Pandora: Make Interstitial Pages Attractive But Not Distracting

Pandora

Above is the page that Pandora shows visitors to its mobile website. Many companies have this interstitial page prior to allowing you into their mobile site, promoting their native apps. The advent of smart app banners may reduce the need for these, but right now, these app download interstitials are prevalent.

What was fascinating with Pandora.com on the iPhone was what users didn’t engage with: the main ‘Download Now’ call-to-action (CTA).

People tapped and swiped all over the attractive smartphone images, but barely touched the ‘Download Now’ button. Yet those images were not click targets.

Those images did not launch a download. But without HeatData, no event tracker or other analytics suite would have suggested making those images a click target that also launched a download, toning down the imagery, or other changes as a course of action. With such a change that aligned with user behavior, Pandora’s mobile website could increase its key metric: downloads.

Pinterest: Focus Your Most Valuable Actions in Areas People Naturally Engage With

Mobile is huge for Pinterest. By the end of 2012, Pinterest was up 1,698% in mobile app usage (next highest growth was Twitter +134%) and a whopping 4,225% on the mobile web’.

Unique US Audience

So we were interested to see what would happen if we collected HeatData on Pinterest’s mobile website. What we found was that Pinterest has successfully positioned its most important call to action where people are taking other relevant but not captured actions.

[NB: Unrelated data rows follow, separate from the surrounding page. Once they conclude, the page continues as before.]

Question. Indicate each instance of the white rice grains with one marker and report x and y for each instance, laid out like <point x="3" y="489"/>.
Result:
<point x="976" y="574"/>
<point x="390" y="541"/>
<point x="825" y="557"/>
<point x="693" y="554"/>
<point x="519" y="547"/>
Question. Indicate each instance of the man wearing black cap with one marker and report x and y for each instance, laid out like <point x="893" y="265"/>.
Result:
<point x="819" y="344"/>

In other words, ‘Repin’ is the most important action (generates a better engagement loop for less cost to the user than Commenting or Liking). People are scrolling, tapping, and zooming around ‘Repin’ more than anywhere else on the page. The behavior continues in those areas even when ‘Repin’ is not present. It makes sense to place the most important action near where this other activity is naturally happening at a high rate.

Pinterest

Admittedly, we cannot tease out correlation and causation here. It’s possible that people would take non-‘Repin’ actions around ‘Repin’ regardless of position, so it wouldn’t matter where it was placed. It’s also possible that Pinterest knew that people tend to take to actions on the side that corresponds to their handedness and just optimized for the dominant handedness (about 90% of people are right-handed).

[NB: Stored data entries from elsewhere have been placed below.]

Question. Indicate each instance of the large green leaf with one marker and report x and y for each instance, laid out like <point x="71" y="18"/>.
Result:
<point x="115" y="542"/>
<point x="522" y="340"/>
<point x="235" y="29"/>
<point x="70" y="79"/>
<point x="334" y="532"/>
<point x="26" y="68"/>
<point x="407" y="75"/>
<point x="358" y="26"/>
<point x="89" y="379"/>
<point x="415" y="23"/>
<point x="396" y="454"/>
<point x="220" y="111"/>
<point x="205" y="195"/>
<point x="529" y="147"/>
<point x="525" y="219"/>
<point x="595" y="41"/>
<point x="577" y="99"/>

However, now we have empirical data to support this design. Moreover, for developers and designers who don’t have the numbers or research that Pinterest has, this remains an important lesson: figure out where your users are naturally looking and acting, and consider putting important actions nearby.

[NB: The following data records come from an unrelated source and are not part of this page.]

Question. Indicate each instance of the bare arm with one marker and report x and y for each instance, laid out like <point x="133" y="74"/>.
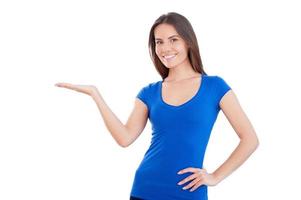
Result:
<point x="123" y="134"/>
<point x="245" y="131"/>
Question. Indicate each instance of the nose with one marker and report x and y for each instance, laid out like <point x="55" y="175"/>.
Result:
<point x="165" y="47"/>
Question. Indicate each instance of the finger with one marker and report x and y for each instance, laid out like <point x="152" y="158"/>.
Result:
<point x="67" y="85"/>
<point x="189" y="169"/>
<point x="195" y="181"/>
<point x="198" y="184"/>
<point x="191" y="177"/>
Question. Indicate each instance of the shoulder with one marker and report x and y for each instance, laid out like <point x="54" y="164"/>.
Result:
<point x="151" y="85"/>
<point x="214" y="78"/>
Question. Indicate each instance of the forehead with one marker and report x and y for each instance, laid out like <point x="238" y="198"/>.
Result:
<point x="163" y="31"/>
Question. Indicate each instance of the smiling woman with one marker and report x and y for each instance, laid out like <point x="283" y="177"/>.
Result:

NHL: Separating The Carousel and The Carousel’s Indicator Can Decrease Engagement with The Carousel

In the case of the NHL mobile site, we were interested to see if people really engaged with the carousel / slideshow in the main content area. It doesn’t trigger any unique events or page loads, so HeatData was really the only tool for the job. If people don’t interact with it much, it may be worth considering a different layout. This content takes up nearly half of the screen for smartphones, so it’s important to understand.

NHL

Based on the HeatData that we collected, it appears as if the text content was actually engaged with far more than the carousel. And when the slideshow was in fact engaged with, it was around its text components (e.g. ‘Wind Breakers’). Notice how the progress indicator for the carousel was hardly touched. While it’s rare for people to actually touch it anyway, we can only speculate that either the content in the carousel doesn’t require physical interaction, was unengaging, or people couldn’t tell it was a slideshow that could be interacted with.

Ideally we would run an A/B test where there were overlaid arrows on the carousel or some other indicator that the main element was indeed a carousel that a visitor could interact with. Our test would be looking to see if we could move top level metrics like engagement as well as local metrics like the number of times people interact with the carousel itself. This is the only way we could actually test whether people sufficiently understand the carousel or not.

Summing Up

So where does this land us? It would be a mistake to blindly generalize what we learn from Pandora, Pinterest, and the NHL to every other mobile site out there.

However, by using HeatData, we discovered that prioritizing CTAs against the rest of the design, leveraging your users natural behaviors to improve conversion, and exploring assumptions around common mobile designs are useful patterns.

What about your mobile site, can you learn from these leading products?